Parsoid/Interfacing with MW API

From mediawiki.org

Ideas for the support of parser functions, magic variables, tag extensions. Imported from etherpad:ParserNotesExtensions.

Some old notes: https://www.mediawiki.org/wiki/Wikitext_parser/Environment

Fallback for functions, tag hooks not implemented in JS side:

  • send it through to MediaWIki API for parsing (e.g. http://muppet.wikia.com/api.php?action=parse&text=123)
    • tag hooks: return HTML, can probably use existing parse API for that for now
    • parser functions
      • ideally we want to get wikitext back
      • fallback to return HTML would work in some, but not all cases
        • can flatten HTML, so this probably is workable enough

Things would need to be added to API:

  • need to get a list of registered tag, function hooks!
  • get character mappings for variants? Language variants!

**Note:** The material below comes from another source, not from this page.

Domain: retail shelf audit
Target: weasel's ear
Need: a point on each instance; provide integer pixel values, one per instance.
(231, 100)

Character mapping stuff

Things likely to be problematic:

  • link cache manipulation
    • we _may_ be able to get this from api parse already, check
  • adding styles/JS modules
    • ^ may be able to get this out of parser output info though (or from OutputPage/$wgOut) ParserOutput?
  • things like ref that store data and retrieve it -- would have to parse them all together or something?
    • could try: place all the items together in the document with <div> wrappers, then extract them back out after parse
      • also saves time to make a single request

Tag hook and parser function rendering[edit]

So potential:

  1. anything that can be rendered in pure JS, do it
  2. use a list of available parser & tag hooks to see what can be rendered as fallback through PHP
  3. if we have one or more items to render:
    1. bundle each one up in a uniquely-identified <div id="...">
    2. render the lot through API...
    3. extract the divs back from the returned HTML
    4. extract ResourceLoader modules, added links from the metadata
    5. if divs turn out to be problematic, could also use hash text as separators: [1]

Saving[edit]

Note: planning to skip over unchanged bits and resplice when saving; this will let us ensure that source code doesn't get normalized unexpectedly (dirty diffs done dirt cheap). This should work pretty well since we have source data in the tokens.

Template splitting[edit]

Token transformation mostly working for templates... unsure so far what might not work (needs more testing, especially on dumps)

Get stats on function usage![edit]

First pass: pull counts from XML data dump Second pass: compare with template usage, multiply

  • usage counts are in database
    • ??: view counts for pages
  • multiply by view counts?

Note: lua or JS templates[edit]

Rendering of them server-side should be pretty straightforward similar to the extension rendering above.